Picked this up today for $20 -- I see some good signs here.

What's the best way to make slices 2-3 inches thick, besides carefully? Chainsaw I got. Too wide for my Band Saw.

HJ

CNC machine is salivating !!


----------



## 44260 (Aug 29, 2013)

I guess you don't do any wood turning? I see at least 2 nice looking bowls in that crotch piece on the left side in the front in that photo!!!!!


----------



## 44260 (Aug 29, 2013)

To answer your question the only way I can think of to do it safely would be to let about 6 inches over hang a table (picnic table?) tie it down with a ratchet strap to the table and cut it with your chainsaw. I'm not sure what to when you get to the end of the log though.

If you know someone that has a bandsaw with a 12" resaw capacity, that would another way to go.


----------



## Hammer1 (Aug 1, 2010)

Do you mean round disks off the stumps? I'd use a handsaw, there are several types that would be easy, frame saws, bow saws, Japanese timber saws, traditional bow and crosscut saws, whatever you have or are willing to buy. 
http://www.highlandwoodworking.com/one-mancrosscutlogsaw.aspx


----------



## honesttjohn (Jan 27, 2015)

That's what I'm trying to do, Hammer. 

Are the handsaws better than trying to use the ole Stihl? Probably a little more accurate.

HJ

Ready to put Mama on the other end if needbe.


----------



## ETWW (Mar 27, 2011)

I would use the chainsaw to cut cookies from those short logs.

You do realize that they will crack, don't you?


----------



## honesttjohn (Jan 27, 2015)

The cracking is what I'm afraid of. Doing them lengthwise is the other way to go.

Got to see how long the chainsaw blade is.

HJ


----------



## ETWW (Mar 27, 2011)

Check out the following link for how to slice the logs lengthwise.
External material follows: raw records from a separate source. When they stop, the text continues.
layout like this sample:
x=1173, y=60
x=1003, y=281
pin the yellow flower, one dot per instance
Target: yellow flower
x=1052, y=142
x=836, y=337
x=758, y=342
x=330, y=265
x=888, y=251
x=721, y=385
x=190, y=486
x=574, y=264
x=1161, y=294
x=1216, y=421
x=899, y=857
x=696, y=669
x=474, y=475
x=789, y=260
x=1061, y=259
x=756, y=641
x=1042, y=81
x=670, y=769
http://wonderfulwood.com/sawing-a-log-for-bowls/


----------



## Tennessee Tim (Dec 15, 2010)

Thanks ETWW. I enjoyed that journey!!


----------



## honesttjohn (Jan 27, 2015)

Tim,

What's your opinion? Sliced crossways or lengthways? Gonna probably carve address signs or something "in the rough" - - whatever a customer wants .

HJ


----------



## Tennessee Tim (Dec 15, 2010)

John, you answered your own question.....for signs and boardage it's lengthwise...cross grain doesn't hold up good for boards. The flair in my opinion will be great for turning stock, it will have compressed/burly grain in the flairs...beautiful bowl material.


----------



## cuerodoc (Jan 27, 2012)

For logs--I cut them lengthwise--makes for stronger bowls---It's me I guess, I don't enjoy turning endgrain like what you'd have if you made cookies. The thickness is depending on what I want--platters/plates 2-3 inches, bowl and the like 3-8 inches thick. Just my 0.02.


----------



## honesttjohn (Jan 27, 2015)

Looks like lengthwise it's going to be. Rich Eberling is supposed to be making a lumber run my way this week sometime. After he gives me my order I'm gonna see if I can him to take them back and put em on the saw. Good excuse to make another lumber order.

If not, I get to get the Stihl out and make a fool out of myself.

HJ

Method to his madness


----------